Susan Collins, the Republican Senator from Maine, strikes me as the kind of hero we need right now in Washington. Not simply for her stand on particular issues, but because she’s willing to take a stand unpopular within her party and stick to it. Plus, the fact that her positions represent a path of sanity and moderation and she’s willing to take heat for it. Example: she drafted a $54 million transportation bill sunk by the GOP, spearheaded by Mitch McConnell who justified it as a way of adhering to the Budget Control Act, which mean that Collins was the only Republican to vote yes, along with Democrats.

I do wish more Republicans would have joined her, not simply because the bill makes sense, but because she has an ability to take a stand on principle against self-interest. I’d approve just as much if a Democrat did what she’s doing—against the bill—if that legislator based the vote on principles. For me, what makes action virtuous in a way that we need now is the choice to stand out from the crowd in a vulnerable way—to put one’s own interests at risk for the sake of what’s right.
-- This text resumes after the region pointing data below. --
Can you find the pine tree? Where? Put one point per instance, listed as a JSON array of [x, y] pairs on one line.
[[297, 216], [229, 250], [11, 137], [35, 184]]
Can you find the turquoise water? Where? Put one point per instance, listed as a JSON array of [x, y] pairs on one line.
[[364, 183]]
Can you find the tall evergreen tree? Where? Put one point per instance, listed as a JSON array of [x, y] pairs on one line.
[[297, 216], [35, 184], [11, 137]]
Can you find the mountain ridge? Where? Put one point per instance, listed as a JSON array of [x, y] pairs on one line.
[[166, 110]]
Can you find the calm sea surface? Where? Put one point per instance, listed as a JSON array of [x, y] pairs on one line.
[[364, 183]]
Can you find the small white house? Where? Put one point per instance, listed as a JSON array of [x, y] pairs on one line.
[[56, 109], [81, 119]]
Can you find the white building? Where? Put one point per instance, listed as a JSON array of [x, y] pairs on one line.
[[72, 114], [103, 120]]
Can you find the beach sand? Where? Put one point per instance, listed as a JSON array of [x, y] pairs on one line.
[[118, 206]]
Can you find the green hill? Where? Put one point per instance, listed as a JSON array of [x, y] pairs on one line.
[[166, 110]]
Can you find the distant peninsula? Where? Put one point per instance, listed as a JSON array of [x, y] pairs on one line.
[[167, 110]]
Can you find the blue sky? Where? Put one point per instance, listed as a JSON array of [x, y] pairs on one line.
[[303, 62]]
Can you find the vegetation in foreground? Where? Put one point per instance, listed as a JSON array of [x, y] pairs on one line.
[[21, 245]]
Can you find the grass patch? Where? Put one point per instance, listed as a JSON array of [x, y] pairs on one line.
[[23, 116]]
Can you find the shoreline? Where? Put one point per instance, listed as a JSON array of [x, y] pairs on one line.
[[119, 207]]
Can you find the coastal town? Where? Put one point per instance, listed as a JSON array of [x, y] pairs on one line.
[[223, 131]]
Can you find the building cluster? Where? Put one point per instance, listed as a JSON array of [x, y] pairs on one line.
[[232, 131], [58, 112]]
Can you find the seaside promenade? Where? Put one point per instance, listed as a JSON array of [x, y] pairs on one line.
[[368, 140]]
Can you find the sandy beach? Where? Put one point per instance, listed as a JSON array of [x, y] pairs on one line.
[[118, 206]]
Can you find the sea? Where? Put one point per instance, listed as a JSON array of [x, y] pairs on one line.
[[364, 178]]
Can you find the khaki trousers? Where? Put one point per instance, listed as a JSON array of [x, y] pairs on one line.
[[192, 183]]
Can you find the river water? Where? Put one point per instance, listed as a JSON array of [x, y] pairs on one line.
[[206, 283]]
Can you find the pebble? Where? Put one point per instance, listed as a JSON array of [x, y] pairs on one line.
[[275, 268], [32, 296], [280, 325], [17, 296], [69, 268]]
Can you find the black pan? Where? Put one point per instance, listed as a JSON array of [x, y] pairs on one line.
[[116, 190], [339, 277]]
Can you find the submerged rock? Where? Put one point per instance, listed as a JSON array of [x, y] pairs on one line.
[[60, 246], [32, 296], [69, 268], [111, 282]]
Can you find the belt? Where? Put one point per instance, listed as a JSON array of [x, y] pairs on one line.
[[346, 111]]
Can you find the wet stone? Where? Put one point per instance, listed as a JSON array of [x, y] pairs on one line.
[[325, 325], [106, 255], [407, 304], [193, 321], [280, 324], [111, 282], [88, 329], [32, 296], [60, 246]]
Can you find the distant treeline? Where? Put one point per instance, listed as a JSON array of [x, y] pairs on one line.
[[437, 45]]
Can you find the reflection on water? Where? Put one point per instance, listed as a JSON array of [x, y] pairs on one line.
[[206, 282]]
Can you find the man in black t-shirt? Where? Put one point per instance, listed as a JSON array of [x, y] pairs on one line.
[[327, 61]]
Collins has done this, all along, on the issue of gun control.

As she wrote in Bloomberg BusinessWeek, Maine has one of the highest rates of gun ownership of any state in the union. That makes her stance in support of gun control a risky, admirable position to take. “I knew I might pay a political price for supporting the legislation. My hope is that I can convince people that I’m right—or at least that I took the time to study it. I thought it would be a very difficult for people to vote against the bill once they read it. This was such a reasonable and modest proposal that, ironically, had language in it which the NRA had been seeking for years.”

It’s a commentary on our times when a stance as reasonable and acceptable to all rational gun owners, whose goal isn’t simply to obstruct Congress, could be a risk for someone just as reasonable. We need more legislators like Collins. To be exact, we need 534 more just like her.